Maintenant que le décor est posé, il faut se plonger dans la salle obscure pour suivre cette famille qui vient s’installer seule dans une ferme isolée (comme par hasard) aux USA… écartée du monde et bien entendu, tout peut arriver. D’autant que sévissent dans le paysage deux malades mentaux qui tuent les parents et enferment les enfants pour… autant ne pas en dire davantage. Mais le problème est là : Ghostland ne doit se tenir qu’à son résumé pour le public afin d’éviter que l’on ne divulgache trop l’intrigue. Divulgache ? Oui le film a été tourné au Canada où l’on dit « divulgacher » pour « spoiler »… mais là n’est pas le sujet, si ? Non !

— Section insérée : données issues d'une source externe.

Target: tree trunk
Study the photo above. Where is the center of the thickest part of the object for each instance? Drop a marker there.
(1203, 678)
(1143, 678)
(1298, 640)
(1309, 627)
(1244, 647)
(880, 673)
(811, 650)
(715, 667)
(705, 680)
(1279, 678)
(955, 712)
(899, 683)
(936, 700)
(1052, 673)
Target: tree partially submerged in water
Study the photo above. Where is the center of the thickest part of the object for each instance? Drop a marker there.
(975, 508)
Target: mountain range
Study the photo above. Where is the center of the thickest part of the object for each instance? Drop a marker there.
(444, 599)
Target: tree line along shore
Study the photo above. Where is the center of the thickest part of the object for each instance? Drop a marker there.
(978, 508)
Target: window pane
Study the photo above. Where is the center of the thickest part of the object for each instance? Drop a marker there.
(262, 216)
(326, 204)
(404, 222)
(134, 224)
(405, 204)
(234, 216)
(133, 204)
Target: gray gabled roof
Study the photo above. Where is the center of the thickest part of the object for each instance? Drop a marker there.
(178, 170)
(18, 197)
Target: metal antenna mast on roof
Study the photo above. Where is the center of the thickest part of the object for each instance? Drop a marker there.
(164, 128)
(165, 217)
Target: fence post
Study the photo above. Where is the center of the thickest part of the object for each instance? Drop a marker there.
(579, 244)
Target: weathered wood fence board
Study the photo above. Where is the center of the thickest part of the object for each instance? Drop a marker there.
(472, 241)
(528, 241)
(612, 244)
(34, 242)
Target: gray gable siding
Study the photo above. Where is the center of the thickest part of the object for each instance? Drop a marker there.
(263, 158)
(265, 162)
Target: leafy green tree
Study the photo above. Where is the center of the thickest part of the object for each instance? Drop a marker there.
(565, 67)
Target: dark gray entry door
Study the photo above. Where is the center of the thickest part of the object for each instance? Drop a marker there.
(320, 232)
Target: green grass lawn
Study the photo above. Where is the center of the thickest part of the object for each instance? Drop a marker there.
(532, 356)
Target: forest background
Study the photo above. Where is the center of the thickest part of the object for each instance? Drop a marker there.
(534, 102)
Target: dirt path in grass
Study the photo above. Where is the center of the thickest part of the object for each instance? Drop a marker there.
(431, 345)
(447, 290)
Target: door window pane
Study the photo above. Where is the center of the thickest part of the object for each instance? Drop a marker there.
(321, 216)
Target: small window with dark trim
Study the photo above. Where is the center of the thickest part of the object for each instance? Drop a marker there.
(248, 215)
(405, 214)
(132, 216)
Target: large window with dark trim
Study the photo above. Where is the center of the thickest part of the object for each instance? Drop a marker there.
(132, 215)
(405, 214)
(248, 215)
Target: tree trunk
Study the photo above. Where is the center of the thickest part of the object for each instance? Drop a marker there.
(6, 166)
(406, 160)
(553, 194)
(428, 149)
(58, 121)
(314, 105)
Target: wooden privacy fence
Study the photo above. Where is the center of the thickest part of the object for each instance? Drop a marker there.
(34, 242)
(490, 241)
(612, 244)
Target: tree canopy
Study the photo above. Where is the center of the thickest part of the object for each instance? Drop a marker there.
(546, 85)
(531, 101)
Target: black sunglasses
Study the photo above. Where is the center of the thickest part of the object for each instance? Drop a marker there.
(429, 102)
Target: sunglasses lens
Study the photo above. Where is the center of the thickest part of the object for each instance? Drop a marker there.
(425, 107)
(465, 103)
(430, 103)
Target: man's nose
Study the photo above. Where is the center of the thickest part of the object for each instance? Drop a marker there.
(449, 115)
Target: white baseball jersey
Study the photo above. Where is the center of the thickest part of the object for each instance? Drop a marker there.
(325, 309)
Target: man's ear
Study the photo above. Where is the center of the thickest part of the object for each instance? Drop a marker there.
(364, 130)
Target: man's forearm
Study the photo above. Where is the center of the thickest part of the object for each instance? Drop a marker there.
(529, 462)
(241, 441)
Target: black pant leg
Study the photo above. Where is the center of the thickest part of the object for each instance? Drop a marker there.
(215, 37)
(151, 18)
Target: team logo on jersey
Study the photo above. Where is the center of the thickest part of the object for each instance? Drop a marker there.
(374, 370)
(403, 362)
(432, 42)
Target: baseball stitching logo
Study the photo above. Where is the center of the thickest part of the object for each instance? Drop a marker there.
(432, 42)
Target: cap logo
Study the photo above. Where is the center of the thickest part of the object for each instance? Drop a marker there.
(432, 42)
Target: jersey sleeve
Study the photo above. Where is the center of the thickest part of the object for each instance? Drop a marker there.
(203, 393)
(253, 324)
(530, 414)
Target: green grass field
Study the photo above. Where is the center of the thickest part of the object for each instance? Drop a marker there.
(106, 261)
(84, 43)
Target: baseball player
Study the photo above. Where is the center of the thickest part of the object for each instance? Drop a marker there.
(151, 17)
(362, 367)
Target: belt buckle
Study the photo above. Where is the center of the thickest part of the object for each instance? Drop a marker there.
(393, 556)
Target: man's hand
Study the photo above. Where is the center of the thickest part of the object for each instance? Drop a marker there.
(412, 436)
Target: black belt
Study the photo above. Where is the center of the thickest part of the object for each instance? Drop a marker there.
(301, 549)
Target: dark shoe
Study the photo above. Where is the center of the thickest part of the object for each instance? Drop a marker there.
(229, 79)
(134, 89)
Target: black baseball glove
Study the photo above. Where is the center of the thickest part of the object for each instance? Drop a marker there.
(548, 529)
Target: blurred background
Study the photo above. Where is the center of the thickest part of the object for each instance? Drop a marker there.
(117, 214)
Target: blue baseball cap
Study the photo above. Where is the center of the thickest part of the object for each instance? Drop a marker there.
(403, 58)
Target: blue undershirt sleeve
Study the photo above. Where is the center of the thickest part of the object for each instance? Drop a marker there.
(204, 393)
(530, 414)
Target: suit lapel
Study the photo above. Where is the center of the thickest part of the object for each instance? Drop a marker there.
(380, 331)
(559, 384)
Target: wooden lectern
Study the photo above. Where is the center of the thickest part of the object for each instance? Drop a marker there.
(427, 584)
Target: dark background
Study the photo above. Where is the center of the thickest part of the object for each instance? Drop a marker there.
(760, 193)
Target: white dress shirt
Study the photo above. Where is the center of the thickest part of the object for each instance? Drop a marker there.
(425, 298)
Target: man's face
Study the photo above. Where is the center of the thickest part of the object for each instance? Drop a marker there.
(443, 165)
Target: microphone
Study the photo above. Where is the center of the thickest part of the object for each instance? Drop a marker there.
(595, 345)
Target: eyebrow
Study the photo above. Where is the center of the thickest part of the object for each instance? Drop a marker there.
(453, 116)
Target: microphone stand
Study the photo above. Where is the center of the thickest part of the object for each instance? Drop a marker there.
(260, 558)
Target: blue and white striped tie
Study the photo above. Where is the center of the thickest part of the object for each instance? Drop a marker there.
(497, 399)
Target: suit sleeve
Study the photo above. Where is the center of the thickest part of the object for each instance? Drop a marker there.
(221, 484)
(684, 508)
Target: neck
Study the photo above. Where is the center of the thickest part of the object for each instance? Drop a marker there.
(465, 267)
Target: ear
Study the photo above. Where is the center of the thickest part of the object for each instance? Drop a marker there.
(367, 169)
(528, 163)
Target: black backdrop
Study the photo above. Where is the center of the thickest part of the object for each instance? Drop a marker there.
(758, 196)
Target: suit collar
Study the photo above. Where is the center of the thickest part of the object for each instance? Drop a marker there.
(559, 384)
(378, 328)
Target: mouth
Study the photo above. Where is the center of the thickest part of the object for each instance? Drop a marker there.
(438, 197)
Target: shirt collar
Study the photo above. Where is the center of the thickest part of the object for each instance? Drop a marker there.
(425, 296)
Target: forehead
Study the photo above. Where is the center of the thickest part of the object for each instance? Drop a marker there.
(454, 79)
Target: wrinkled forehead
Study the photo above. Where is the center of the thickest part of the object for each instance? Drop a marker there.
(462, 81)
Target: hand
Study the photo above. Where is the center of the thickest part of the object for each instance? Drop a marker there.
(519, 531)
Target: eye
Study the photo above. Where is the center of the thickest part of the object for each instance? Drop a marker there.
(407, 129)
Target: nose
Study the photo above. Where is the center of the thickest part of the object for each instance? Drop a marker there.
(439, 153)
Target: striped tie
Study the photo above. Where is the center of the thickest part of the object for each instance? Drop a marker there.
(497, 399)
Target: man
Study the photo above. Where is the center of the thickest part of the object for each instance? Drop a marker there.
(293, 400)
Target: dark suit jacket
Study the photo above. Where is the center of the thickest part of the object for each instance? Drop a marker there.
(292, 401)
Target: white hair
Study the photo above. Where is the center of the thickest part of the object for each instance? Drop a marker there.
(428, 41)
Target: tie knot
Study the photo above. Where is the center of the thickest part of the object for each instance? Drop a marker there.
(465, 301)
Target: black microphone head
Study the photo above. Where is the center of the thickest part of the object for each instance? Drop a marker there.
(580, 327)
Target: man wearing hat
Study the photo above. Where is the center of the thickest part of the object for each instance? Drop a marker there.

Finalement, Ghostland devient donc un véritable un casse-tête pour le critique, car révéler un élément du film met à mal toute l’entreprise du réalisateur qui a lui-même écrit l’histoire. Casse-tête, car le film joue sur deux temporalités : ce qui s’est passé cette fameuse première nuit quand Pauline a été agressée avec ses filles et ce présent où Beth est devenue une écrivaine à succès alors que sa sœur (tout aussi marquée par le drame) reste emmurée dans la folie de cette nuit dans cette maison avec sa mère Pauline. Il va falloir suivre parce que les deux temporalités vont à un moment se retrouver et il faut reconnaître que c’est surtout le jeu d’Emilia Jones et de Taylor Hickson (qui a été marquée durant le tournage par 70 points de suture suite à une scène où elle traverse un miroir qui était censé être sans risque puisque l’actrice tenait à tourner ses cascades elle-même) qui est impressionnant face à la terreur qui les marquera à tout jamais. Dans le présent, si Crystal Reed trouve là son premier rôle au cinéma après la série Teen Wolf, c’est Anastasia Philips qui tire son épingle du jeu en grande sœur devenue totalement folle. Et bien entendu, il y a Mylène Farmer. Pour celles et ceux qui n’ont jamais vu Giorgino, elle avait déployée une palette de jeu assez intéressante. Mais dans ce film, elle entraîne avec elle toute sa mythologie pour ainsi camper avec passion cette mère courage pour ses filles… et en même temps tout l’univers des clips est présent dans cette maison de poupées.

On énumère, accrochez-vous : on pense forcément à City of Love que Pascal Laugier a mis en scène puisque le décor du film n’est pas sans rappeler celui du clip (maison isolée et abandonnée sous cet orage électrique en pleine nuit comme la première que passent Pauline et ses filles dans la maison dont elles héritent. Mais également ce monde de poupée de Plus grandir où plane la mort dans ce cimetière que traverse Mylène Farmer avec un landau. Qui s’y cache ? Une enfant qui n’est autre qu’une poupée… poupées présentes dans le film dont une ressemble étrangement à la chanteuse rousse. Oh mais là aussi, on se souviendra de Sans contrefaçon sur le jeu du double à la fois des poupées, mais aussi des filles de Pauline. Comment ne pas penser à ces deux sœurs unies de L’Âme-Stram-Gram quand les filles tentent de fuir la maison pour essayer de prouver qu’elles peuvent mettre K.O le sinistre géant. Dans les scènes de combat, on ne peut que se souvenir du ring de boxe représenté dans Je t’aime mélancolie sur lequel Mylène Farmer se débattait pour mettre à terre un homme hargneux.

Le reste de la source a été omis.